Steve Mertz/Faegre & Benson also represent Sun Minnesota Foreign Holdings, LLC, Sun Minnesota Domestic Holdings, LLC, Sun Credit, LLC and Whitebox Advisors LLC in a $ 4,047,000 clawback suit brought by the Committee for Unsecured Creditors in the Sun Country Airlines bankruptcy case.  The clawback complaint alleges “the Defendants were a large investor group who exerted substantial influence over Petters and his companies in order to extract value from the Debtor and MN Holdings in an exit from the Defendants’ investments in the Debtor.”  (See clawback complaint p. 5).

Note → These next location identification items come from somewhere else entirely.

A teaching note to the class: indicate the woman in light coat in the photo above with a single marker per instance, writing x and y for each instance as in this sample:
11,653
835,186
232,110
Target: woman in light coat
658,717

As entities that netted profits from Petters’ fraud scheme, the Vennes defendants, GE Capital and the Sun Minnesota/ Whitebox entities are natural adversaries of Petters’ direct victims who sought MVRA restitution and filed bankruptcy claims to recoup some of their net losses.

So it is easy to see the reason for his bias, but what exactly is Steve Mertz’s expertise that qualifies him as an expert in crime victims rights and restitution?  “He practices in the areas of bankruptcy, business reorganization and commercial finance,” according to the Faegre & Benson’s website. Apparently, he is no more an expert on criminal restitution or crime victims rights than Leibowitz was.

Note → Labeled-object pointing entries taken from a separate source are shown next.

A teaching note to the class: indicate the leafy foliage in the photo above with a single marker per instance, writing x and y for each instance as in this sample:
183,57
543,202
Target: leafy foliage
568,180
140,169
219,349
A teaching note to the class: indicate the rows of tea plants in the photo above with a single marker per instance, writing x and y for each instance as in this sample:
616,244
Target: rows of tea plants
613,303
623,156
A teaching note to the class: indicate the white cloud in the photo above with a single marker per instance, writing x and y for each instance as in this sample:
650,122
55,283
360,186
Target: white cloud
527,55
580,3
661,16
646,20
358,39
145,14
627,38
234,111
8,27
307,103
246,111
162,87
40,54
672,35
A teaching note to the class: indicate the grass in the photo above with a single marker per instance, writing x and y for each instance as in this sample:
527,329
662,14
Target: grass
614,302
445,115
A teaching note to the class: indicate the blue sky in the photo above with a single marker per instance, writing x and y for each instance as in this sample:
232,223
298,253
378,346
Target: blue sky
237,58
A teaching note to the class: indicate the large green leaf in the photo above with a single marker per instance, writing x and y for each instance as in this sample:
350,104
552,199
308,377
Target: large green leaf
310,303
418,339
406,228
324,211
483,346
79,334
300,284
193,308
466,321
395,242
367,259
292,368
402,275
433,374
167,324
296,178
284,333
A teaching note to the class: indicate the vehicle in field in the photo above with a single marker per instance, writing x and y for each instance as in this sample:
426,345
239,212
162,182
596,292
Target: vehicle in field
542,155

1/  Mandamus is an ancient but rarely used “writ” to command a public official to do his duties as the law commands.  When Congress enacted the CVRA, it made the new rights enforceable by victims by including a provision allowing crime victims to obtain appellate review of decisions denying victims their rights under the statute by filing petitions for writ of mandamus.  We had to file four separate petitions for mandamus because CVRA requires them to be filed within 14 days after the order is entered denying the right protected by the CVRA (in our case, the right to “full and timely restitution”), and Judge Kyle issued four separate orders.  See Mandamus #1, #2, #3, #4.

2/  There are two exceptions to the MVRA, allowing the judge to decline to award mandatory restitution: (1) when the number of identifiable victims is too numerous and (2) under the “complexity exception” balancing test which Judge Kyle cited.  Courts have imposed MVRA restitution in cases involving 10,000 victims, so the handful of direct victims here would not qualify under the first exception.

3/  The MVRA prohibits a sentencing judge from taking into consideration a victim’s entitlement to compensation from “any other source” in setting the amount of restitution.  But after a restitution judgment is entered, the defendant is entitled to credits against a restitution judgment for any amounts recovered by the victims for the same losses from civil litigation, which would include bankruptcy payments to victims.